I had a lumpectomy on January 31st for a 2cm ductal invasive carcinoma. They took 2 lymph nodes. Genetic test was negative and clear margins! No chemo, no radiation, and on letrozole for 5 years. I had a great team of docs but there was no handout or any advice about post-surgical lifestyle or exercises. At my follow up a few months after surgery I mentioned the hard ball in my chest under the incision to my surgeon, and the advice was “Heat and massage, heat and massage”. When mentioning the side effects from Letrozole with the medical oncologist team, the only feedback was that we could stop and change to the other available drug (starts with an “E”). There was no mention on how I could better the joint pain, fatigue, hot flashes with what I’m already on. The other drug has even more listed possible side effects, so I’m not inclined to start over with that risk. I feel lucky because the outcome and post-surgical treatment could have been so much worse. However, it’s tough emotionally because all of my friends and family think I got through it and it’s over. Instead, I’m struggling inside because every time I take the pill I feel I’m doing harm to my body from a holistic viewpoint, knowing that it is the thing causing my ongoing and new symptoms, such as edema in my ankles or joint pain, and what the weaker bones will do to my lifestyle in the future.

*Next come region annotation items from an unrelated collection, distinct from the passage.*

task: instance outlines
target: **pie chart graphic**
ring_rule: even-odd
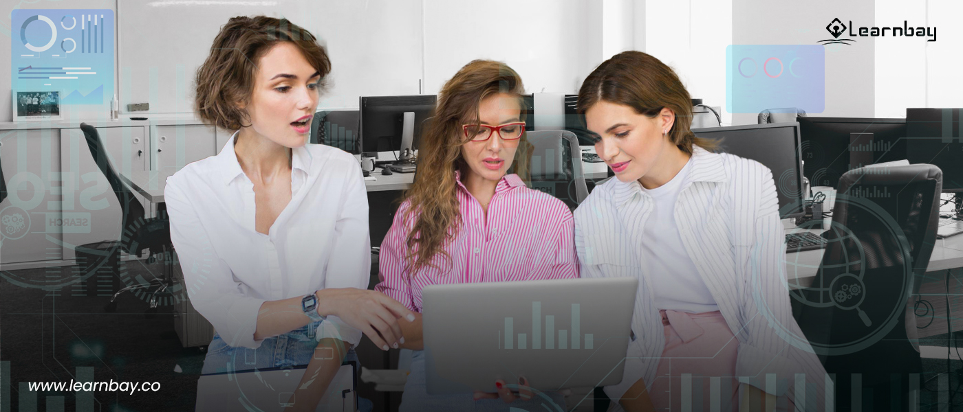
[[[48,41],[47,44],[44,44],[40,47],[30,44],[30,42],[27,41],[27,26],[30,26],[30,23],[36,20],[40,20],[44,23],[47,23],[47,25],[50,26],[50,31],[51,31],[50,41]],[[20,26],[20,41],[22,41],[23,45],[32,51],[38,53],[44,52],[47,49],[49,49],[50,46],[53,46],[55,42],[57,42],[57,25],[54,24],[53,20],[51,20],[49,17],[45,15],[37,14],[27,17],[27,19],[23,21],[23,25]]]

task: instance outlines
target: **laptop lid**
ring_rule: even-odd
[[[422,293],[429,394],[618,383],[636,278],[430,285]]]

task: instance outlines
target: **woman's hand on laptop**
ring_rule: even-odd
[[[414,322],[415,314],[403,304],[374,290],[322,289],[318,294],[318,313],[334,315],[351,327],[360,329],[378,348],[398,349],[404,343],[398,320]]]
[[[505,383],[504,380],[495,380],[495,387],[498,388],[497,393],[475,391],[475,400],[497,400],[499,398],[505,400],[506,403],[511,403],[521,398],[523,400],[529,400],[532,399],[532,387],[529,386],[529,380],[524,376],[518,377],[518,393],[511,392],[508,385]]]

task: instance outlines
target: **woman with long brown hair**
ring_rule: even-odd
[[[418,176],[381,243],[376,290],[421,312],[429,284],[578,277],[571,212],[519,177],[531,156],[523,93],[518,74],[491,61],[466,64],[442,87],[422,136]],[[515,400],[503,381],[495,382],[497,396],[429,396],[421,317],[402,324],[403,347],[415,350],[402,410],[504,410],[492,398]]]
[[[679,77],[645,53],[600,64],[578,109],[616,178],[575,211],[582,274],[638,278],[623,378],[605,388],[616,408],[821,409],[825,370],[784,286],[771,172],[712,153]]]

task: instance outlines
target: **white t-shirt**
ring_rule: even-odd
[[[675,225],[675,203],[691,159],[671,181],[642,190],[653,200],[652,214],[642,230],[642,253],[656,297],[656,307],[689,313],[718,310],[716,300],[689,257]]]

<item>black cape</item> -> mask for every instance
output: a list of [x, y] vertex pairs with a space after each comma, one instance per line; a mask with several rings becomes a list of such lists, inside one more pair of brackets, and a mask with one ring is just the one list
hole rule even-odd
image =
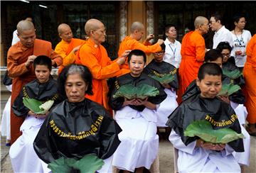
[[[185, 101], [190, 96], [198, 94], [201, 93], [201, 91], [196, 85], [196, 80], [193, 80], [191, 83], [188, 85], [188, 88], [186, 89], [185, 93], [182, 95], [182, 101]], [[229, 84], [233, 83], [234, 84], [238, 84], [235, 82], [235, 80], [231, 79], [230, 78], [228, 77], [225, 75], [223, 76], [222, 84]], [[243, 94], [241, 89], [239, 89], [236, 92], [228, 96], [228, 99], [234, 103], [237, 103], [239, 104], [243, 104], [245, 102], [245, 96]]]
[[104, 160], [119, 145], [121, 131], [100, 104], [87, 99], [79, 103], [65, 100], [50, 112], [33, 146], [46, 163], [61, 157], [80, 160], [87, 154]]
[[161, 76], [161, 74], [173, 74], [174, 80], [169, 84], [174, 89], [178, 88], [177, 69], [172, 65], [162, 61], [161, 62], [156, 62], [154, 59], [144, 69], [144, 72], [146, 74]]
[[[183, 135], [186, 127], [195, 121], [206, 120], [213, 129], [229, 128], [241, 133], [240, 125], [232, 107], [218, 99], [202, 98], [200, 94], [195, 94], [184, 101], [170, 115], [166, 125], [173, 128], [187, 145], [199, 139], [198, 137]], [[242, 139], [228, 143], [236, 152], [243, 152]]]
[[41, 84], [37, 79], [35, 79], [26, 84], [12, 106], [12, 110], [15, 115], [20, 117], [28, 115], [29, 109], [23, 103], [23, 97], [35, 99], [43, 102], [53, 100], [54, 104], [52, 108], [60, 103], [60, 97], [57, 94], [56, 86], [57, 82], [51, 78], [45, 84]]
[[[114, 110], [119, 110], [122, 108], [123, 103], [124, 102], [124, 97], [113, 98], [113, 95], [118, 90], [117, 88], [125, 84], [132, 84], [134, 86], [140, 84], [145, 84], [157, 88], [159, 91], [159, 94], [156, 96], [149, 96], [148, 101], [154, 104], [159, 104], [167, 96], [166, 94], [164, 91], [164, 88], [161, 86], [160, 83], [156, 80], [149, 77], [147, 74], [142, 73], [138, 77], [132, 77], [129, 73], [124, 74], [117, 78], [114, 85], [110, 90], [111, 91], [110, 98], [109, 99], [109, 104], [110, 107]], [[139, 111], [142, 111], [145, 108], [145, 106], [134, 106], [129, 105], [132, 108]]]

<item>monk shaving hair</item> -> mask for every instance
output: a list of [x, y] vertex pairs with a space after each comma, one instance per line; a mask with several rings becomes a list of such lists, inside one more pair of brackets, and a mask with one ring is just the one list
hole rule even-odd
[[[50, 42], [36, 38], [36, 30], [31, 22], [20, 21], [17, 30], [20, 41], [11, 46], [7, 53], [9, 76], [13, 78], [11, 106], [22, 87], [36, 79], [32, 64], [37, 56], [49, 57], [55, 67], [63, 62], [61, 57], [52, 50]], [[11, 143], [21, 135], [20, 126], [23, 121], [23, 117], [16, 117], [11, 110]]]
[[210, 123], [214, 130], [230, 128], [241, 133], [234, 110], [216, 97], [221, 90], [222, 75], [221, 68], [215, 63], [203, 64], [196, 79], [201, 93], [183, 101], [169, 116], [166, 125], [172, 128], [169, 140], [178, 150], [178, 172], [241, 171], [232, 152], [244, 152], [242, 139], [223, 144], [206, 142], [198, 136], [184, 135], [188, 125], [200, 120]]
[[85, 40], [73, 38], [70, 27], [65, 23], [59, 25], [58, 33], [61, 41], [56, 45], [55, 51], [63, 59], [63, 63], [58, 72], [60, 74], [64, 67], [75, 63], [76, 52], [81, 45], [85, 43]]
[[178, 103], [190, 83], [196, 79], [200, 66], [206, 53], [205, 40], [202, 35], [209, 30], [208, 20], [203, 16], [195, 19], [195, 30], [186, 34], [181, 43], [181, 62], [178, 69], [179, 89]]
[[105, 41], [106, 37], [104, 24], [99, 20], [92, 18], [86, 22], [85, 30], [89, 39], [78, 50], [75, 63], [87, 67], [92, 74], [93, 95], [87, 94], [85, 96], [112, 112], [107, 104], [107, 79], [123, 74], [120, 66], [124, 63], [129, 51], [124, 51], [121, 57], [112, 62], [106, 49], [101, 45]]
[[[142, 38], [144, 32], [144, 25], [139, 22], [134, 22], [131, 26], [131, 35], [127, 36], [120, 43], [119, 49], [118, 50], [118, 56], [121, 56], [125, 50], [141, 50], [145, 53], [152, 53], [161, 51], [160, 45], [164, 43], [164, 40], [159, 39], [157, 43], [151, 45], [149, 41], [154, 39], [154, 35], [149, 34], [144, 43], [139, 43]], [[129, 69], [128, 62], [126, 61], [122, 67]], [[127, 72], [129, 72], [128, 70]]]

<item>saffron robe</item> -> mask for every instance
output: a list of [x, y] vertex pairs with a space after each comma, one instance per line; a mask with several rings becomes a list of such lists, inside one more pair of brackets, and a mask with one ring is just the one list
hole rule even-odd
[[78, 50], [75, 64], [87, 67], [92, 74], [93, 95], [86, 94], [85, 97], [102, 105], [110, 111], [107, 104], [109, 89], [107, 79], [122, 74], [119, 65], [116, 62], [110, 60], [107, 50], [102, 45], [97, 45], [90, 38]]
[[196, 79], [206, 53], [205, 40], [198, 31], [186, 34], [181, 43], [181, 62], [178, 69], [178, 103], [190, 83]]
[[161, 77], [163, 74], [172, 74], [174, 76], [174, 79], [169, 84], [171, 88], [164, 89], [167, 97], [159, 104], [156, 111], [157, 126], [166, 127], [165, 124], [167, 122], [168, 116], [178, 106], [176, 94], [176, 90], [178, 88], [177, 69], [168, 62], [164, 61], [158, 62], [152, 60], [144, 69], [144, 72], [148, 75]]
[[[119, 48], [118, 50], [118, 57], [120, 57], [125, 50], [132, 50], [135, 49], [141, 50], [145, 53], [157, 52], [160, 52], [161, 50], [161, 46], [158, 43], [151, 45], [150, 43], [144, 42], [142, 44], [139, 41], [136, 40], [136, 39], [132, 38], [131, 36], [126, 36], [120, 43]], [[129, 72], [129, 68], [127, 61], [125, 62], [125, 64], [122, 65], [122, 68], [129, 69], [127, 70], [127, 73]]]
[[247, 60], [243, 69], [245, 77], [245, 106], [248, 111], [249, 123], [256, 123], [256, 35], [253, 35], [246, 48]]
[[[11, 46], [7, 53], [7, 69], [9, 76], [13, 78], [11, 106], [12, 106], [22, 87], [27, 83], [36, 79], [33, 65], [28, 69], [25, 62], [31, 55], [46, 55], [60, 65], [63, 60], [60, 56], [52, 50], [51, 43], [48, 41], [36, 39], [34, 46], [28, 48], [18, 42]], [[11, 110], [11, 143], [21, 135], [19, 128], [24, 121], [23, 117], [16, 116]]]
[[85, 40], [78, 38], [72, 38], [70, 43], [61, 40], [58, 43], [54, 51], [62, 57], [63, 63], [60, 66], [58, 74], [59, 74], [64, 67], [75, 63], [75, 54], [72, 51], [75, 47], [85, 43]]
[[92, 153], [105, 160], [119, 145], [121, 131], [101, 105], [87, 99], [78, 103], [65, 100], [51, 110], [33, 145], [46, 163], [61, 157], [80, 160]]
[[35, 99], [42, 102], [54, 101], [53, 107], [59, 101], [56, 81], [50, 79], [41, 84], [35, 79], [26, 84], [15, 100], [12, 108], [18, 116], [26, 117], [20, 130], [22, 135], [11, 145], [9, 156], [14, 172], [45, 172], [44, 164], [33, 150], [33, 140], [45, 118], [28, 115], [29, 109], [23, 104], [23, 98]]

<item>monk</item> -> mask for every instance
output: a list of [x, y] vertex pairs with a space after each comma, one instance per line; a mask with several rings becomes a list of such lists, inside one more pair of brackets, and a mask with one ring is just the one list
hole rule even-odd
[[[145, 53], [154, 53], [158, 52], [161, 50], [161, 45], [164, 43], [164, 40], [159, 39], [157, 43], [154, 45], [151, 45], [149, 40], [154, 38], [153, 34], [149, 34], [144, 43], [139, 43], [139, 40], [142, 39], [144, 30], [144, 25], [138, 21], [134, 22], [131, 26], [131, 35], [127, 36], [124, 38], [119, 45], [119, 49], [118, 50], [118, 56], [121, 55], [125, 50], [141, 50]], [[128, 62], [126, 62], [123, 68], [129, 69]], [[128, 71], [129, 72], [129, 71]]]
[[[7, 69], [9, 76], [13, 78], [11, 106], [27, 83], [36, 79], [33, 62], [38, 55], [46, 55], [52, 60], [55, 67], [63, 63], [63, 60], [52, 49], [50, 42], [36, 39], [33, 23], [21, 21], [17, 25], [18, 37], [20, 39], [12, 45], [7, 53]], [[11, 143], [21, 135], [20, 126], [24, 118], [17, 117], [11, 110]]]
[[87, 67], [92, 74], [93, 94], [85, 95], [85, 97], [110, 111], [107, 104], [107, 79], [123, 74], [120, 66], [124, 63], [129, 51], [125, 51], [117, 60], [112, 62], [107, 50], [101, 45], [105, 41], [106, 37], [104, 24], [99, 20], [92, 18], [86, 22], [85, 30], [89, 38], [78, 50], [75, 64]]
[[186, 34], [181, 43], [181, 62], [178, 70], [179, 89], [178, 103], [190, 83], [196, 79], [199, 67], [203, 65], [206, 53], [205, 40], [202, 35], [209, 30], [209, 21], [203, 16], [198, 16], [194, 21], [195, 30]]
[[66, 23], [58, 26], [58, 33], [61, 41], [56, 45], [55, 52], [63, 59], [63, 63], [58, 72], [58, 74], [60, 74], [64, 67], [75, 63], [75, 54], [81, 45], [85, 43], [85, 40], [73, 38], [71, 28]]
[[245, 107], [248, 111], [247, 130], [256, 136], [256, 35], [250, 40], [246, 48], [247, 60], [243, 69], [245, 77]]

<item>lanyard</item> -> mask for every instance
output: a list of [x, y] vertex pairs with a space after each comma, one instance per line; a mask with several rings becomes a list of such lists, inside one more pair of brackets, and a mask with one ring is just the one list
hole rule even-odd
[[173, 52], [173, 53], [174, 53], [174, 59], [175, 59], [175, 52], [176, 52], [176, 48], [175, 48], [174, 51], [174, 50], [171, 48], [171, 44], [169, 44], [169, 45], [170, 46], [171, 52]]

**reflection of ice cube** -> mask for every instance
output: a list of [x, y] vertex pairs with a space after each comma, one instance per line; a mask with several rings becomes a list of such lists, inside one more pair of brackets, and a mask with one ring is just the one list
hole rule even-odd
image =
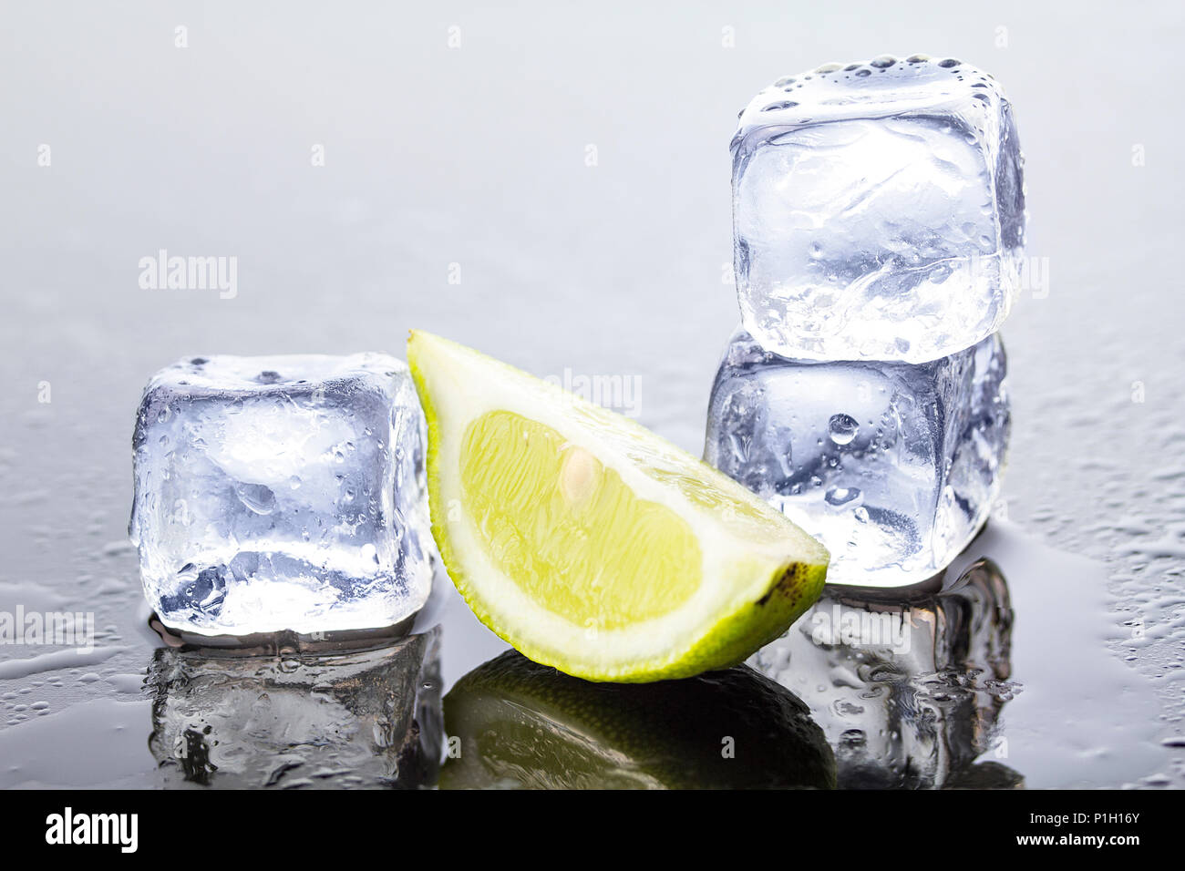
[[149, 748], [166, 784], [430, 783], [443, 741], [437, 635], [278, 658], [156, 651]]
[[939, 593], [828, 587], [749, 665], [811, 706], [840, 788], [975, 783], [999, 774], [997, 763], [979, 769], [1013, 692], [1011, 627], [1004, 577], [980, 561]]
[[1021, 162], [1007, 100], [967, 64], [779, 79], [732, 140], [745, 328], [815, 360], [923, 363], [986, 338], [1019, 280]]
[[999, 492], [1010, 414], [992, 335], [931, 363], [808, 363], [738, 331], [704, 456], [831, 550], [832, 583], [915, 583], [949, 563]]
[[424, 421], [401, 361], [178, 363], [145, 390], [134, 454], [130, 532], [167, 626], [332, 632], [423, 604]]

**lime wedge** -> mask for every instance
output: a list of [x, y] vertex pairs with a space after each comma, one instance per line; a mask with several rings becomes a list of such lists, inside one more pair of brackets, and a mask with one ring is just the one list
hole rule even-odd
[[627, 417], [414, 331], [433, 534], [478, 617], [589, 680], [742, 661], [818, 597], [827, 551]]

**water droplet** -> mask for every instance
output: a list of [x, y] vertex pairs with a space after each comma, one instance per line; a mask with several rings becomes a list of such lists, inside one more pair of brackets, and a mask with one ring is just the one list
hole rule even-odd
[[850, 505], [859, 498], [860, 491], [858, 487], [832, 487], [824, 497], [828, 505], [835, 506]]
[[851, 415], [832, 415], [827, 422], [827, 433], [835, 444], [847, 444], [860, 431], [860, 424]]

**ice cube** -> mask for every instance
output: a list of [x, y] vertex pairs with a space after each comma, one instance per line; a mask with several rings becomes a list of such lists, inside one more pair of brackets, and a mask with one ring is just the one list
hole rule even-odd
[[924, 363], [985, 339], [1018, 290], [1021, 165], [1007, 100], [968, 64], [779, 79], [732, 139], [747, 329], [814, 360]]
[[798, 693], [835, 750], [841, 789], [1016, 786], [975, 764], [995, 744], [1010, 683], [1012, 609], [999, 569], [979, 561], [940, 591], [827, 588], [749, 660]]
[[438, 649], [435, 629], [353, 653], [158, 649], [148, 747], [166, 786], [430, 784], [443, 743]]
[[384, 354], [161, 370], [133, 438], [148, 601], [203, 635], [410, 616], [431, 584], [424, 442], [408, 369]]
[[830, 582], [915, 583], [991, 512], [1005, 373], [997, 334], [924, 364], [813, 363], [739, 329], [716, 374], [704, 459], [818, 536]]

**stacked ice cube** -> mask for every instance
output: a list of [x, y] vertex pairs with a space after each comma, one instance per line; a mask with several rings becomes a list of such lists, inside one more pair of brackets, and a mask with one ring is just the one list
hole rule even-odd
[[954, 59], [831, 64], [758, 94], [731, 148], [743, 328], [705, 459], [819, 536], [831, 581], [923, 581], [999, 489], [997, 331], [1025, 229], [1011, 107]]

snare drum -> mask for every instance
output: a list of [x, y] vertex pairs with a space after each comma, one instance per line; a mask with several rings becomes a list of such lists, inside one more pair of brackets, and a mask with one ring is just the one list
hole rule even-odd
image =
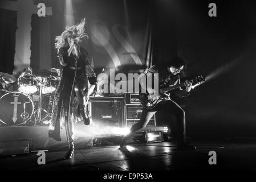
[[33, 115], [34, 104], [25, 94], [12, 92], [1, 97], [0, 110], [0, 122], [3, 125], [22, 125]]
[[18, 90], [26, 94], [32, 94], [38, 91], [36, 76], [32, 75], [22, 75], [18, 78]]
[[42, 88], [42, 93], [46, 94], [55, 92], [59, 81], [56, 78], [52, 76], [43, 77], [42, 85], [43, 86]]

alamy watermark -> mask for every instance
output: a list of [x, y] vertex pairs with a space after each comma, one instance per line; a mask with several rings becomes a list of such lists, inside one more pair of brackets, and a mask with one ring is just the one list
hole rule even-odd
[[115, 75], [115, 69], [110, 69], [109, 74], [99, 74], [97, 81], [99, 90], [104, 93], [138, 93], [140, 91], [141, 93], [147, 93], [147, 90], [153, 89], [154, 96], [159, 95], [158, 73], [128, 73], [127, 77], [121, 73]]

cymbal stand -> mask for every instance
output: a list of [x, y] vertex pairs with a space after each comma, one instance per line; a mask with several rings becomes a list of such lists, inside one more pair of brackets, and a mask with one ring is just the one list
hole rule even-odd
[[37, 117], [36, 117], [34, 125], [35, 125], [37, 122], [40, 122], [42, 120], [42, 100], [43, 99], [43, 97], [42, 95], [42, 77], [40, 77], [39, 78], [38, 85], [39, 85], [39, 98], [38, 102], [38, 107], [37, 110]]

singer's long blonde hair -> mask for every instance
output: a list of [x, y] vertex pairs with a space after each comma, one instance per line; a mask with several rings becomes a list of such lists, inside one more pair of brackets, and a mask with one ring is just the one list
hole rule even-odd
[[82, 42], [84, 38], [86, 38], [87, 40], [88, 40], [89, 37], [87, 33], [85, 32], [85, 26], [86, 19], [84, 18], [78, 24], [66, 27], [66, 30], [60, 35], [55, 37], [55, 48], [59, 50], [60, 48], [68, 45], [67, 37], [69, 33], [71, 33], [76, 36], [75, 39], [78, 43]]

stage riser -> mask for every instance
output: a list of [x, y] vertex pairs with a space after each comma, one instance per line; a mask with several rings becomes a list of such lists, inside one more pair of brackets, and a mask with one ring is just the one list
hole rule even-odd
[[[92, 126], [82, 123], [74, 124], [75, 147], [90, 148], [92, 144]], [[31, 150], [57, 150], [68, 146], [65, 129], [60, 131], [62, 140], [56, 141], [48, 136], [48, 126], [0, 127], [0, 140], [31, 139]]]

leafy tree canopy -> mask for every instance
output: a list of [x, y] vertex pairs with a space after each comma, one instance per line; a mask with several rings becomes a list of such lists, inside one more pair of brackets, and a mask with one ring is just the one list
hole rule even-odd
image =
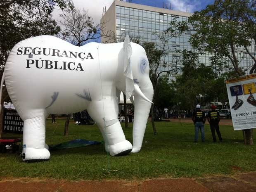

I ask myself if it’s worth it just for an extra 6% odds of non-recurrence, when the odds for cases like mine are already 88-90%. My medical oncologist thought that 10-12% recurrence rate without the pill was “significant” risk because we are talking whole body risk. (Whereas similar risk numbers were not significant enough to warrant radiation because it is localized risk, and my breasts will be checked often from now on). Although I could contact my doctors with questions, I agree that there’s definitely a hole in the treatment protocol for breast cancer patients without there being a standard of ongoing recovery instructions or advice. It’s a feeling of being dropped off at the curb to then fend on my own.

Magnolia991219 days ago

As a person who had DIEP flap reconstruction, I would have liked to know more about when and how to safely stand up straight. I'm 2 plus weeks post surgery now and although I can almost stand straight, I'm not fully there yet. I was given a ton of information about ROM exercises for my arms and shoulders but didn't think to ask about whether it was safe to gently massage the soreness underneath my arms (I've since found out yes it is). One more thing I would have liked to be aware of is the numbness underneath the arms and how to work on the nerves in that area.